The charge detection signals CHD are illustratively periodic and are recorded in the form of amplitude and period values and, in this regard, each amplitude and period pair represents ion measurement information for a charge detection event in which a respective one of the multiple charged particles is traveling through the charge detection cylinder CD. The amplitude is the amplitude of the charge induced by the charged particle on the charge detection cylinder as the charged particle passes therethrough, and the period value is the time duration of passage of the charged particle through the charge detection cylinder. A plurality of such amplitude and period values are measured and recorded during a respective charged particle measurement event (i.e., during a charged particle trapping event), and the resulting plurality of recorded values i.e., the collection of recorded charged particle measurement information, for the charged particle measurement event, is processed to determine mass-to-charge ratios (m/z) and charge magnitudes of each of the multiple charged particles, as will be described below. Charged particle mass values are then computed based on the m/z and corresponding charge magnitude values. Multiple charged particle measurement events can be processed in this manner, and a mass-to-charge ratio and/or mass and/or charge spectrum of the sample may illustratively be constructed therefrom in a conventional manner.

Referring now to FIG. 3, an embodiment is shown of the processor 16 illustrated in FIG. 1. In the illustrated embodiment, the processor 16 includes a conventional amplifier circuit 40 having an input receiving the charge detection signal CHD produced by the charge sensitive preamplifier CP and an output electrically connected to an input of a conventional Analog-to-Digital (A/D) converter 42. An output of the A/D converter 42 is electrically connected to a processor 50 (P1). The amplifier 40 is operable in a conventional manner to amplify the charge detection signal CHD produced by the charge sensitive preamplifier CP, and the A/D converter 42 is, in turn, operable in a conventional manner to convert the amplified charge detection signal to a digital charge detection signal CDS.

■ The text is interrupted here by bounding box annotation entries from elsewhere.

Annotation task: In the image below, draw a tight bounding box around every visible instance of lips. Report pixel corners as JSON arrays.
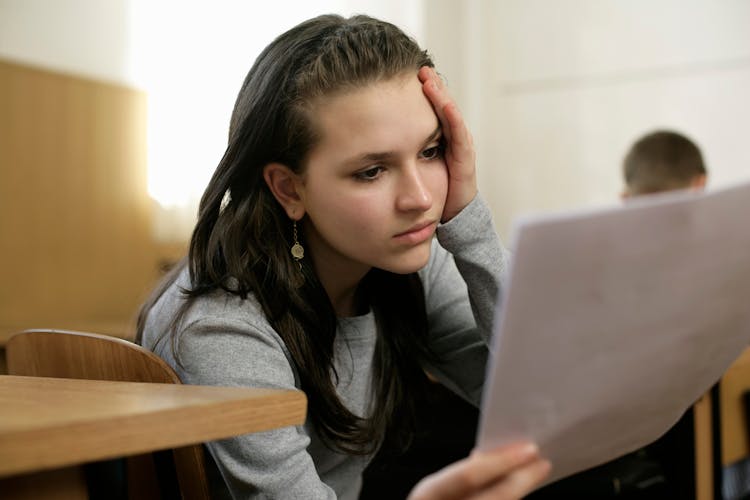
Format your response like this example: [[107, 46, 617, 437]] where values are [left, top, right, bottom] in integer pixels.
[[394, 221, 437, 244]]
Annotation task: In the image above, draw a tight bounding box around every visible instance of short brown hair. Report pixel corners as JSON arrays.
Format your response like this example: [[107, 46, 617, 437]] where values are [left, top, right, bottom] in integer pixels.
[[623, 130, 706, 195]]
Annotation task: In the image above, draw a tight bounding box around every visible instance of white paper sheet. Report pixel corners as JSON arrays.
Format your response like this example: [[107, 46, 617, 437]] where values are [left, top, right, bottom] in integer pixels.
[[477, 180, 750, 483]]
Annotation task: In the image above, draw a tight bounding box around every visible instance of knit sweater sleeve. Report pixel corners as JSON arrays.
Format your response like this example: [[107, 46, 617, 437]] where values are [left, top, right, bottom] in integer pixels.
[[421, 195, 509, 406], [145, 292, 336, 499]]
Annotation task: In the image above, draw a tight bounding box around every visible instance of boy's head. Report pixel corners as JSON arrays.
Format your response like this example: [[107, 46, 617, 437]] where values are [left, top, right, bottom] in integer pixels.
[[623, 130, 706, 197]]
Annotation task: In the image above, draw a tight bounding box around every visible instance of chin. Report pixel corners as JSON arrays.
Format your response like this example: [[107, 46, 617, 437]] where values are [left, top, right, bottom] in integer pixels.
[[382, 246, 430, 274]]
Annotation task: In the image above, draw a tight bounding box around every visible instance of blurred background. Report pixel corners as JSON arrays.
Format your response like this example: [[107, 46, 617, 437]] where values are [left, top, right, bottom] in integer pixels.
[[0, 0, 750, 339]]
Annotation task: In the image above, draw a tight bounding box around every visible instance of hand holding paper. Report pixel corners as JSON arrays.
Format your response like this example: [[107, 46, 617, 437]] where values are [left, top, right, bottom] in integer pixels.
[[477, 184, 750, 482]]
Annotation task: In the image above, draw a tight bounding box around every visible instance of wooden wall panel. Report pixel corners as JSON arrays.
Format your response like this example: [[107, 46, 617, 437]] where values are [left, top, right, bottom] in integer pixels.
[[0, 60, 167, 339]]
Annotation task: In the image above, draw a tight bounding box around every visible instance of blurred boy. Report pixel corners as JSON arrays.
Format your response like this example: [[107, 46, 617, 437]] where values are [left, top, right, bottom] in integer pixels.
[[622, 130, 707, 198]]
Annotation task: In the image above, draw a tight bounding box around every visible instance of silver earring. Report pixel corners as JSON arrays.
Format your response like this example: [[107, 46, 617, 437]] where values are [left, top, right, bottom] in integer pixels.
[[289, 220, 305, 269]]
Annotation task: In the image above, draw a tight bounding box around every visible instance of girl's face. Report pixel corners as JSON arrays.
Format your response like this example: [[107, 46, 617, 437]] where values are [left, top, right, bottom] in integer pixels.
[[298, 73, 448, 279]]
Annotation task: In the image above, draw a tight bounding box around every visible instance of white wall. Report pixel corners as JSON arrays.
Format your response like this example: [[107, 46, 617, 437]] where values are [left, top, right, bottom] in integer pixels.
[[444, 0, 750, 235], [0, 0, 750, 242]]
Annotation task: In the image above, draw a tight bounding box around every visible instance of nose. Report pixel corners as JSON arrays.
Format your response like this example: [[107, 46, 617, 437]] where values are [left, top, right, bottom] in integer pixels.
[[396, 164, 432, 212]]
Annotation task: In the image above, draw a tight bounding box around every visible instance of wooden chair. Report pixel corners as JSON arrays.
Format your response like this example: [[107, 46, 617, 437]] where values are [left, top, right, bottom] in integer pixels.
[[5, 330, 209, 500], [695, 348, 750, 500]]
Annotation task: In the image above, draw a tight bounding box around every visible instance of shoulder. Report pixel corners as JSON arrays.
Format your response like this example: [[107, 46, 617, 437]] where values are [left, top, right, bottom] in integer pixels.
[[143, 270, 288, 372]]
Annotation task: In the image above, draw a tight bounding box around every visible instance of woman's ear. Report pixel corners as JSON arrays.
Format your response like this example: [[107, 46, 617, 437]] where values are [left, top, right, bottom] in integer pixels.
[[263, 163, 305, 220]]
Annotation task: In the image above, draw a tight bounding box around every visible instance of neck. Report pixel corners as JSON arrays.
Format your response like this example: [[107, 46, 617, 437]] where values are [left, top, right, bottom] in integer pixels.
[[318, 269, 374, 318]]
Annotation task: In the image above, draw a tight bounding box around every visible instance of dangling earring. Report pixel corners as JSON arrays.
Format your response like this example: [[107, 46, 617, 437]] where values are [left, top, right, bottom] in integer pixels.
[[289, 220, 305, 269]]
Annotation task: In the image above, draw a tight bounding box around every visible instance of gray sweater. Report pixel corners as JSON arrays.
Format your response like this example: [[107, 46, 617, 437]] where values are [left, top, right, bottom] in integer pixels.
[[143, 196, 507, 500]]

The processor 16 illustrated in FIG. 3 further illustratively includes a conventional comparator 44 having a first input receiving the charge detection signal CHD produced by the charge sensitive preamplifier CP, a second input receiving a threshold voltage CTH produced by a threshold voltage generator (TG) 46 and an output electrically connected to the processor 50. The comparator 44 is operable in a conventional manner to produce a trigger signal TR at the output thereof which is dependent upon the magnitude of the charge detection signal CDH relative to the magnitude of the threshold voltage CTH. In one embodiment, for example, the comparator 44 is operable to produce an “inactive” trigger signal TR at or near a reference voltage, e.g., ground potential, as long as CHD is less than CTH, and is operable to produce an “active” TR signal at or near a supply voltage of the circuitry 40, 42, 44, 46, 50 or otherwise distinguishable from the inactive TR signal when CHD is at or exceeds CTH. In alternate embodiments, the comparator 44 may be operable to produce an “inactive” trigger signal TR at or near the supply voltage as long as CHD is less than CTH, and is operable to produce an “active” trigger signal TR at or near the reference potential when CHD is at or exceeds CTH. Those skilled in the art will recognize other differing trigger signal magnitudes and/or differing trigger signal polarities that may be used to establish the “inactive” and “active” states of the trigger signal TR so long as such differing trigger signal magnitudes and/or different trigger signal polarities are distinguishable by the processor 50, and it will be understood that any such other different trigger signal magnitudes and/or differing trigger signal polarities are intended to fall within the scope of this disclosure. In any case, the comparator 44 may additionally be designed in a conventional manner to include a desired amount of hysteresis to prevent rapid switching of the output between the reference and supply voltages.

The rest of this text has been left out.